Jonathan Werran is Chief Executive of Localis.
We have had a month to digest the 332-page Levelling Up White Paper. It isn’t the first attempt to increase growth and rebalance an economy. The document is awash with historical examples and precedents from the humanity’s beginnings with the first cities through to Medici Florence, the Golden Age of the Dutch Republic and the Industrial Revolution. It also provided a cogent trot through post-war economic interventions to the present day. We have to admire its ambition as a sincere and thoughtful attempt to change the United Kingdom’s economic geography.
During a pre-publication briefing, Michael Gove, the Levelling Up Secretary, quoted scripture and Matthew’s parable of the talents: “For to everyone who has will more be given, and he will have abundance” He used this to give Biblical sanction to his mission to reverse the agglomeration effect in the South East and channel money into the North
If the overriding ambition of Levelling Up is to change our economic geography, this means raising standards to the levels of those in the Treasury’s three net contributors – namely the east of England, London and the South East.
From the Prime Minister down, the Government has emphasised that Levelling Up isn’t an exercise in decapitating the tall poppies. But it must rethink its assumption that merely directing R&D and infrastructure investment away from an ‘overheated’ South East would cool intense living pressures affecting the region and benefit the rest of Britain. In a new Localis report, ‘Resetting the South East: levelling up after Brexit, Covid and climate change’, we make the case that the inherent strengths of the region, which leads the country in export-led growth, demand a greater devolution of economic control, infrastructure investment and transport coordination.
Intra-regional inequality within functional economic areas is something the document acknowledges as being as notable as disparity between our regions. And the South East contains notable pockets of deprivation, especially in coastal areas, which are as left-behind as anywhere else nationally.
The South East is pivotal to our hopes of spearheading export-led growth through ‘Global Britain’. At the same time, the region has the natural capital to deliver on Net Zero, energy, and food security. However, its local authorities are hemmed in by financial restrictions that leaves them unable to respond adequately to demographic demands, growth challenges, and service pressures.

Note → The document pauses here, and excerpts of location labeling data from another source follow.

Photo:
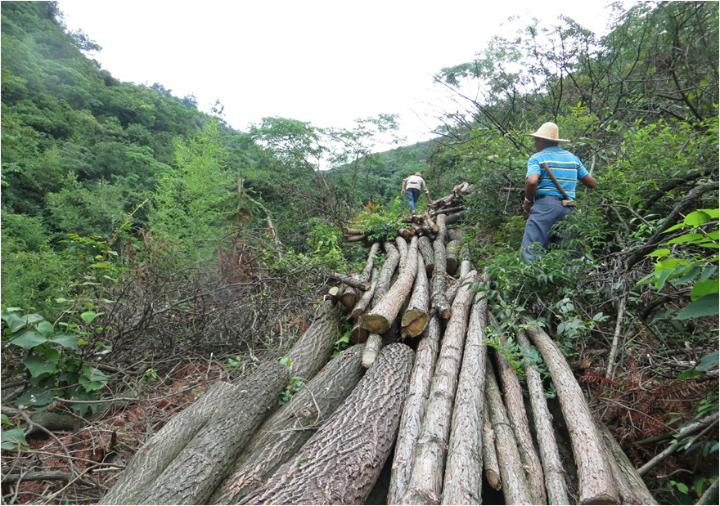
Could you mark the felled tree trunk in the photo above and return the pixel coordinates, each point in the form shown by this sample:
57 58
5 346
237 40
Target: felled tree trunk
155 455
426 249
415 318
439 301
515 486
521 427
378 320
193 475
463 476
392 259
284 433
414 411
342 461
313 349
426 478
594 474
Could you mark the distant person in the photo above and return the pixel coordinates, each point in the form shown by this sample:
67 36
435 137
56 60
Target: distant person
412 185
543 199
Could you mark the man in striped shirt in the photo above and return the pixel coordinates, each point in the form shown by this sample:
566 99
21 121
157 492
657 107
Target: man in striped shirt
543 200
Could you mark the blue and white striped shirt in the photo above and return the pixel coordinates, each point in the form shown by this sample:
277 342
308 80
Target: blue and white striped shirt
567 169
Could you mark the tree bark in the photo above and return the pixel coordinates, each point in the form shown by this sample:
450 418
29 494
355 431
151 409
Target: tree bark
391 261
492 468
439 302
426 478
594 474
519 422
193 475
414 411
551 461
426 249
342 461
378 320
516 489
362 304
415 318
155 455
313 349
463 476
284 433
372 349
452 249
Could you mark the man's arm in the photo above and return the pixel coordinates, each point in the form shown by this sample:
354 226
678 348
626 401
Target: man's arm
530 188
588 181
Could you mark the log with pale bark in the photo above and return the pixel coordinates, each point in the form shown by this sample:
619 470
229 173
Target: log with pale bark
595 479
513 395
515 486
439 283
392 259
549 453
490 463
426 249
415 318
426 478
285 432
413 411
342 461
463 476
362 304
380 317
372 349
155 455
191 478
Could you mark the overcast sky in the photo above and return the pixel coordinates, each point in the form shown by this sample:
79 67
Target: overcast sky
327 62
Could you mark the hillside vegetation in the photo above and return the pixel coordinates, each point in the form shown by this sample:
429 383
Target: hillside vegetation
144 242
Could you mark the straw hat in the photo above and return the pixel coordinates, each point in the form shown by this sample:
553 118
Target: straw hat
548 131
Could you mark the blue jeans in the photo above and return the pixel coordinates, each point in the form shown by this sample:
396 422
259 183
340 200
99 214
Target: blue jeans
538 234
413 194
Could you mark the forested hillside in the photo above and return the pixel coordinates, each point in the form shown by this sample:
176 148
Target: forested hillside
148 250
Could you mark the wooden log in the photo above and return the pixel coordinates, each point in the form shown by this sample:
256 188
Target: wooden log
285 432
392 259
379 318
372 349
463 476
439 302
426 478
426 249
549 454
342 461
594 475
513 395
630 485
362 304
455 217
516 489
490 463
155 455
193 475
413 411
415 318
313 349
452 249
366 274
350 280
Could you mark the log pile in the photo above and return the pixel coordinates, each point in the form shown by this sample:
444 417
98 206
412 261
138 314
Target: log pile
454 410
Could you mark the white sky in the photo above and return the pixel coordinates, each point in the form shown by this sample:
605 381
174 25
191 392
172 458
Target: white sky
323 61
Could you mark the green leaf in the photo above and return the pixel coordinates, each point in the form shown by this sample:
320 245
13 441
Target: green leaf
704 306
703 288
697 218
39 366
29 339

A more nuanced devolution settlement for the South East would empower local councils to alleviate deprivation, improve living standards, and boost the Government’s environmental and trade ambitions. This starts with local government finance. Localis is calling for the establishment of a South East Finance Commission – similar to what Boris Johnson did as London Mayor – to investigate how appropriate fiscal levers could help the region as a net contributor to the Exchequer self-fund investment to boost the economy and local services.
There is ample room for councils in surplus-generating areas to raise funds for capital investment towards Levelling Up. The South East should be able to, with local leadership, raise additional levies to fund investment, using powers like those afforded to the Mayor of London in the Business Rates Supplement Act or the ability to use expansive Tax-Increment Financing for pro-growth schemes. The current devolution framework offers nothing for district councils working in partnership with counties, LEPs, and each other to achieve local goals across a functional economic area.
Ministers have been adamant recently there will be no mezzanine or level 2.5. But in the South East, where there is no popular local demand for governors or combined authority mayors, a devolution framework could extend the powers offered under ‘level 2’ to joint ventures, providing they are incorporated as a single body with a nominated leader for accountability to Whitehall. And in revising the framework, given the vital importance of increasing export intensity to achieving the government’s Global Britain ambitions, government should review local government’s role in exports.
To co-create a devolution framework, Localis is recommending the South East’s local authorities should come together in a major ‘Summit for the South East’. This would not be another permanent bureaucracy. Instead the convention would decide upon the preferred structure of local government in the South East, set broad regional priorities for Levelling Up, and define key regional assets. This could be done alongside the forthcoming Levelling Up Director.
This has to connect the South East, which faces numerous unique transport challenges relating to decarbonisation and pandemic recovery. Transport for the South East should be made a statutory body, focusing on reforming the rail franchise system.
Finally, we have to ask, is the South East more than a mere geographic expression? This was something Count Metternich, when Europe’s leading statesman, was able to label pre-Italy as in 1814. During the high renaissance, the Medicis of Florence and the Sforzas of Milan were happily engaged in humane urban innovation and economic expansion amid ruthless civic competition that ultimately left Italy vulnerable through disunity to the Valois kings of France and the Holy Roman Empire.
The South East has a productive role to play in sparking, if not a renaissance, then a UK wide risorgimento movement of modern national solidarity. We must take on board what the South East can achieve in serving as the growth flywheel, unlocking for the nation the mutual dynamic and useful interdependencies between and within our regions for the greater good.